Banjarmasin (ANTARA) - Anggota DPRD Kalimantan Selatan (Kalsel) Karlie Hanafi Kalianda kembali sosialisasikan Peraturan Daerah (Perda) Nomor 11 Tahun 2018 tentang Pemberdayaan Perempuan dan Perlindungan Anak di Kabupaten Barito Kuala atau Batola.
"Kita perlu menyosialisasikan Perda tentang Pemberdayaan Perempuan dan Perlindungan Anak agar perempuan kita ke depan lebih berdaya serta anak-anak betul-betul terlindungi,' ujarnya melalu telepon seluler, Ahad.
Wakil rakyat asal daerah pemilihan (Dapil) Kalsel III/Batola berharap, tidak ada atau setidaknya meminimalkan kekerasan terhadap perempuan dan anak-anak bagi konstituennya.
Wakil rakyat yang juga dosen perguruan tinggi swasta di Banjarmasin, bergelar sarjana, magister dan doktor ilmu hukum itu menyatakan, Negara Kesatuan Republik Indonesia (NKRI) menjamin kesejahteraan setiap warga negaranya termasuk perlindungan terhadap hak anak yang merupakan hak asasi manusia (HAM).
"Setiap anak berhak atas kelangsungan hidup, tumbuh dan berkembang serta berhal atas perlindungan dari kekerasan, eksploitasi dan diskriminasi, tegas laki-laki kelahiran Banjarmasin yang beberapa kali menjadi anggota DPRD Kalsel tersebut.
Mantan aktivis mahasiswa Universitas Lambung Mangkurat Banjarmasin itu menambahkan, anak sebagai tunas bangsa, potensi dan generasi penerus cita-cita perjuangan bangsa memiliki peran strategis, ciri dan sifat khusus.
Oleh karenanya anak-anak sebagai generasi bangsa wajib mendapatkan perlindungan dari segala bentuk perlakuan tidak manusiawi yang mengakibatkan terjadinya pelanggaran HAM, tegas Karlie Hanafi Kalianda.
Sementara Kepala Dinas Pengendalian Penduduk, Keluarga Berencana, Pemberdayaan Perempuan dan Perlindungan Anak Batola Hj Harliani selaku narasumber menjelaskan tentang Desa Ramah Perempuan Dan Peduli Anak (DRPPA).
"DRPPA merupakan desa yang mengintegrasikan perspektif gender dan hak anak dalam tata kelola penyelenggaraan, pemerintahan desa, pembangunan desa, serta pembinaan dan pemberdayaan masyarakat desa yang dilakukan secara terencana, menyeluruh dan berkesinambungan," ujarnya.

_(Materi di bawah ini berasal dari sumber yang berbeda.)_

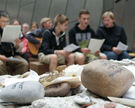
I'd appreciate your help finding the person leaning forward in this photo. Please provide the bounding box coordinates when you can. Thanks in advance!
[0,11,28,75]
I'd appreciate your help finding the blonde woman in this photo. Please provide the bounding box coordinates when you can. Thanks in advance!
[96,11,130,60]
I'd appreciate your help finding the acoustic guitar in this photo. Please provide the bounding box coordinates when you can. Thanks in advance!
[28,38,42,56]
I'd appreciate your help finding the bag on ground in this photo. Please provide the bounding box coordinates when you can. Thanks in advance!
[0,81,45,104]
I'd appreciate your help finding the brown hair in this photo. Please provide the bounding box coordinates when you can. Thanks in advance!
[102,11,115,20]
[54,14,69,26]
[31,22,39,28]
[79,9,90,17]
[40,17,52,25]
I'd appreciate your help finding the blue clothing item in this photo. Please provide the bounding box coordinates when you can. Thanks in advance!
[103,51,131,60]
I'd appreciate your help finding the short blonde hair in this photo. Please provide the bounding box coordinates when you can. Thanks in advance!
[102,11,115,20]
[54,14,69,26]
[40,17,52,25]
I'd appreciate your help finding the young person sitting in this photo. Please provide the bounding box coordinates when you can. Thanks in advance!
[0,11,28,75]
[96,11,130,60]
[26,17,52,57]
[39,14,82,72]
[69,9,106,62]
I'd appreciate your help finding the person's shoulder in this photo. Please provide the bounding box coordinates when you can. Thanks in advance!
[43,28,53,37]
[115,24,124,30]
[69,23,78,32]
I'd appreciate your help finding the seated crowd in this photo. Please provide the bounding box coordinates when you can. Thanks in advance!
[0,9,130,75]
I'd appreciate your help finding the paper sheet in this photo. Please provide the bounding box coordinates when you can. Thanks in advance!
[88,39,105,53]
[64,44,80,52]
[4,70,40,86]
[116,42,128,51]
[123,86,135,100]
[1,25,21,43]
[8,56,21,62]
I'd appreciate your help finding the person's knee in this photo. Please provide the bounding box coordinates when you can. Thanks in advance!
[105,52,118,60]
[119,51,131,59]
[76,54,85,65]
[68,54,74,60]
[49,54,58,62]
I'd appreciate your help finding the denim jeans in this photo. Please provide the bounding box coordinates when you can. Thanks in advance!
[103,51,131,60]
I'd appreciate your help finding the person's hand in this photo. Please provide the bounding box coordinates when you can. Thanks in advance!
[81,48,90,54]
[15,38,21,48]
[94,51,100,55]
[35,44,41,49]
[56,50,71,57]
[112,47,122,54]
[0,55,8,62]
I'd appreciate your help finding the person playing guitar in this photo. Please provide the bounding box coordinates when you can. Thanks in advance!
[26,17,52,57]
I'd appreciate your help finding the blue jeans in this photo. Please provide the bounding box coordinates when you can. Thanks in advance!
[103,51,131,60]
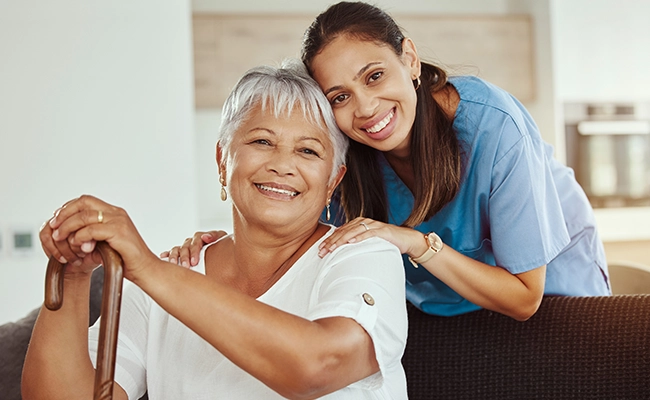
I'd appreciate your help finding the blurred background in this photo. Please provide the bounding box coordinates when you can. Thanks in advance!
[0,0,650,324]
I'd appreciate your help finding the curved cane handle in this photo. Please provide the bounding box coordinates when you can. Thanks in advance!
[45,242,124,400]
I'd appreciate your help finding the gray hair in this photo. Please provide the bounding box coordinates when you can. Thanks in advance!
[219,59,348,181]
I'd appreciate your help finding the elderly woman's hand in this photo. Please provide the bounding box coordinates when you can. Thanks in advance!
[40,195,158,280]
[160,231,227,268]
[318,217,426,257]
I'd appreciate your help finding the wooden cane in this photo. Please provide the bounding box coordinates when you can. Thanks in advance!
[45,242,124,400]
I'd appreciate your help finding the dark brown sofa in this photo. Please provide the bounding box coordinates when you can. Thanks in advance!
[0,270,650,400]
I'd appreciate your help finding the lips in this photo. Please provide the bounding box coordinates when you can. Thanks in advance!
[255,183,300,197]
[360,107,397,140]
[366,109,395,133]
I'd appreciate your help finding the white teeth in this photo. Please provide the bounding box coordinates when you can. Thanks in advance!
[366,111,393,133]
[255,184,300,197]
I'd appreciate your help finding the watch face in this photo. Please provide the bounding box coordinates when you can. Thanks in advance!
[427,232,443,253]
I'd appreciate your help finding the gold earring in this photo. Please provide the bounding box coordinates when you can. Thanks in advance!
[219,175,228,201]
[325,199,332,222]
[413,76,422,90]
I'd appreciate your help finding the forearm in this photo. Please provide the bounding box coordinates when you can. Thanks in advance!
[416,246,546,321]
[134,263,378,397]
[22,275,95,400]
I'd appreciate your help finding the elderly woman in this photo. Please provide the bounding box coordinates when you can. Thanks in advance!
[23,63,407,400]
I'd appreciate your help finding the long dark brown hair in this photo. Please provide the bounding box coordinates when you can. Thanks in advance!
[301,2,461,227]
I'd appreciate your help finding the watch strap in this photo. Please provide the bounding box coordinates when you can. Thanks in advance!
[409,232,442,268]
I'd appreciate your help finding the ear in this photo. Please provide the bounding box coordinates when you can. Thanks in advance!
[216,142,226,179]
[327,165,348,199]
[402,38,421,79]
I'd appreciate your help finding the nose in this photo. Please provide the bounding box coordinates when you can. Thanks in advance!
[355,91,379,117]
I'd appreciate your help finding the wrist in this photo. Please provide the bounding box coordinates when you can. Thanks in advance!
[409,232,444,268]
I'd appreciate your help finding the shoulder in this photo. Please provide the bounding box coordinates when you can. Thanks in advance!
[316,230,404,277]
[449,76,541,158]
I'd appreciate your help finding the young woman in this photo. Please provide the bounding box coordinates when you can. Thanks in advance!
[162,2,610,320]
[22,61,407,400]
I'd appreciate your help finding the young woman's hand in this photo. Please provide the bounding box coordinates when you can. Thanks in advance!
[318,217,428,257]
[40,195,159,280]
[160,231,227,268]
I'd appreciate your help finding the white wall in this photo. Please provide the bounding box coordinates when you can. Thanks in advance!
[551,0,650,101]
[192,0,563,230]
[0,0,198,324]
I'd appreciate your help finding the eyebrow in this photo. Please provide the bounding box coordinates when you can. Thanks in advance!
[324,61,381,96]
[247,127,325,147]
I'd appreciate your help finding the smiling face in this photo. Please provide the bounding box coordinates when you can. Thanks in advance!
[217,106,345,229]
[311,35,420,157]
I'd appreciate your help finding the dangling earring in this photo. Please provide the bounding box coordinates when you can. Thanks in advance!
[325,199,332,222]
[219,175,228,201]
[413,76,422,90]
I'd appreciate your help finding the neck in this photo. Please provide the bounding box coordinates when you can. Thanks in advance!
[205,219,329,298]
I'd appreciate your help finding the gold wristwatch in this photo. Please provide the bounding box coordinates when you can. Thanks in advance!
[409,232,445,268]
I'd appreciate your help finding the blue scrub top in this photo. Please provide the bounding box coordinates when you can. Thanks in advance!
[330,76,611,316]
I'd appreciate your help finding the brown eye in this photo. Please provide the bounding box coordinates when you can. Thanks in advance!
[330,94,348,104]
[368,72,384,82]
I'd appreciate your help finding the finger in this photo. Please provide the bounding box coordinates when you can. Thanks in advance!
[50,195,106,230]
[166,246,181,264]
[318,218,375,257]
[68,235,87,258]
[199,231,221,244]
[38,220,68,264]
[178,238,192,268]
[52,209,109,241]
[189,230,226,266]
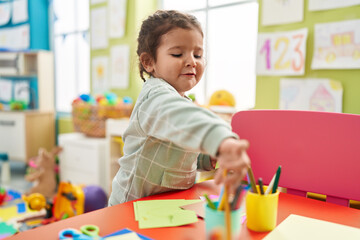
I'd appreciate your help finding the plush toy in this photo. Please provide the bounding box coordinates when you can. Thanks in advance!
[25,147,62,198]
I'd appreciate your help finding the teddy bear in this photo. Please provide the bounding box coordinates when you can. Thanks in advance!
[25,147,62,198]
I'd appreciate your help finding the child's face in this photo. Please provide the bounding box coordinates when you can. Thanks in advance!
[152,28,204,96]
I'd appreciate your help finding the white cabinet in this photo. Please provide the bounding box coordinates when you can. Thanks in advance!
[58,133,109,194]
[0,111,55,162]
[0,51,55,111]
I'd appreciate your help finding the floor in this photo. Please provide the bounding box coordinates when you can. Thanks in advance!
[0,161,32,193]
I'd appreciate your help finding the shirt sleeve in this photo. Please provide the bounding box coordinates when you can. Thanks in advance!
[137,86,237,157]
[197,153,215,171]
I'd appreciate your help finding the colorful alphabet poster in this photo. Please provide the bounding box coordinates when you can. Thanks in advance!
[0,2,11,26]
[110,45,130,89]
[311,20,360,69]
[90,7,109,49]
[261,0,304,26]
[279,78,343,113]
[256,28,308,76]
[309,0,360,11]
[108,0,126,38]
[91,56,109,94]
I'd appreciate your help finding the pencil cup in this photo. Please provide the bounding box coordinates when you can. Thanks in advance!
[245,186,279,232]
[205,202,242,240]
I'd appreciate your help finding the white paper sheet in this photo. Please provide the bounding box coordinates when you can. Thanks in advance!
[90,7,108,49]
[0,78,12,102]
[0,24,30,50]
[91,56,109,94]
[279,78,343,113]
[309,0,360,11]
[11,0,29,24]
[110,45,130,89]
[264,214,360,240]
[91,0,106,4]
[256,28,308,76]
[0,2,11,26]
[108,0,126,38]
[261,0,304,26]
[311,20,360,69]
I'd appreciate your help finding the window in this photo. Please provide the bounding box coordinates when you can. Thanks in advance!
[162,0,258,110]
[53,0,90,112]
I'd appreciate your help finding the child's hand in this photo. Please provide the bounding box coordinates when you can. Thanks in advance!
[214,138,250,192]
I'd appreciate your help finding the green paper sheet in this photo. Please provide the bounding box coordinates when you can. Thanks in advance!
[134,199,201,229]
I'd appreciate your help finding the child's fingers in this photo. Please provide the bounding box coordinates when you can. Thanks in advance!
[214,168,224,184]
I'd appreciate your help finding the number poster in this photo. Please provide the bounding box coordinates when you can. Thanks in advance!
[256,28,308,76]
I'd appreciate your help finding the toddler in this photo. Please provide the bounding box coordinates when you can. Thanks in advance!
[109,10,250,206]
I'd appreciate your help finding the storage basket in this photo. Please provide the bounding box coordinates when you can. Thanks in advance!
[72,103,133,137]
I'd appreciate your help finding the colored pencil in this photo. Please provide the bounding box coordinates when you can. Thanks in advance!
[272,166,281,193]
[231,185,243,210]
[248,167,258,193]
[258,178,264,195]
[204,194,216,210]
[265,173,276,195]
[218,185,225,211]
[223,170,231,240]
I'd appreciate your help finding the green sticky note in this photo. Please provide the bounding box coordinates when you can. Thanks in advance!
[134,199,201,228]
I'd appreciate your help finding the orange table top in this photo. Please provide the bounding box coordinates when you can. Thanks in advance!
[9,180,360,240]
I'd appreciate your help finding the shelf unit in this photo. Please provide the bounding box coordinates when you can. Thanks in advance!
[58,133,108,193]
[0,111,55,162]
[0,51,55,162]
[0,51,55,111]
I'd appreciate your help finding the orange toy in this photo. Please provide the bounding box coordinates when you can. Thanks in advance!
[53,182,85,219]
[25,147,62,198]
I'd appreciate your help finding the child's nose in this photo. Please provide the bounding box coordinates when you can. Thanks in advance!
[186,56,196,67]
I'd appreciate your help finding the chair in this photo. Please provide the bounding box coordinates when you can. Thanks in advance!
[231,110,360,206]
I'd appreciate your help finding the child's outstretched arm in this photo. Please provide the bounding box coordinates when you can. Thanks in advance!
[214,138,250,192]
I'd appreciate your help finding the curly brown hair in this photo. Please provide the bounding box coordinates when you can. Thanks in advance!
[136,10,204,82]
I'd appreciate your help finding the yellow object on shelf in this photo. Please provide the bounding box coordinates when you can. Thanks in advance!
[209,90,236,107]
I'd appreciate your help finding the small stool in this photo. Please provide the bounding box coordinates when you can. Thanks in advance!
[0,153,11,184]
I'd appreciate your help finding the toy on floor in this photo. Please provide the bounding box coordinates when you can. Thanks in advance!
[0,187,6,206]
[25,147,62,198]
[23,182,107,224]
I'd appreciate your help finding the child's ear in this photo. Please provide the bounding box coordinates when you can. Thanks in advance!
[140,52,154,73]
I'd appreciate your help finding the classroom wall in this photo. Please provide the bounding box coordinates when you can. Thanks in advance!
[57,0,158,134]
[255,0,360,114]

Ia menambahkan, fesa harus memberikan rasa aman dan nyaman bagi masyarakat khususnya perempuan dan anak, terlindungi dari segala bentuk kekerasan dan diskriminasi serta tersedianya sarana dan prasarana publik yang ramah perempuan dan anak.
Selain itu, dia mengharapkan, DRPPA dapat memperkecil kesenjangan gender serta meningkatkan peran aktif perempuan dalam bidang politik, ekonomi dan dalam pengambilan keputusan.
Ia menjelaskan yang dimaksud pemberdayaan perempuan adalah upaya pemampuan perempuan untuk memperoleh akses dan kontrol terhadap sumber daya, ekonomi, politik, sosial, budaya.
"Kesemua itu agar perempuan dapat mengatur diri dan meningkatkan rasa percaya diri untuk mampu berperan dan berpartisipasi aktif dalam memecahkan masalah, sehingga mampu terlibat dalam pembangunan," jelasnya.
Sedangkan yang dimaksud perlindungan anak adalah segala kegiatan untuk menjamin dan melindungi anak dan pemenuhan hak-haknya agar dapat hidup, tumbuh, berkembang, dan berpartisipasi secara optimal sesuai harkat dan martabat kemanusiaan, serta mendapat perlindungan dari tindak kekerasan dan diskriminasi,.
“Setiap perempuan dan anak berhak atas kelangsungan hidup, tumbuh dan berkembang secara wajar serta berhak atas perlindungan dari kekerasan dam diskriminasi seperti yang diamanatkan dalam Undang-undang Dasar 1945,” tegas Harliani.
Sebagai catatan data pada Dinas Pemberdayaan Perempuan, Perlindungan Anak dan Keluarga Berencana Kalsel menunjukkan tingkat kekerasan terhadap perempuan dan di "Bumi Seijaan" atau daerah pertanian pasang surut tersebut mengalami kenaikan dalam tiga tahun terakhir.
Kekerasan terhadap perempuan dan anak di Batola pada Tahun 2020 tercatat 26 kasus, Tahun 2021 sebanyak 34 kasus dan Tahun 2022 meningkat menjadi 65 kasus
Kegiatan sosialisasi 14 April lalu itu didominasi kaum ibu sebagai peserta, dan terlihat hadir Camat Tamban Agus Supriadi, sejumlah kepala desa, ketua RT , tokoh masyarakat serta masyakat umum lainnya.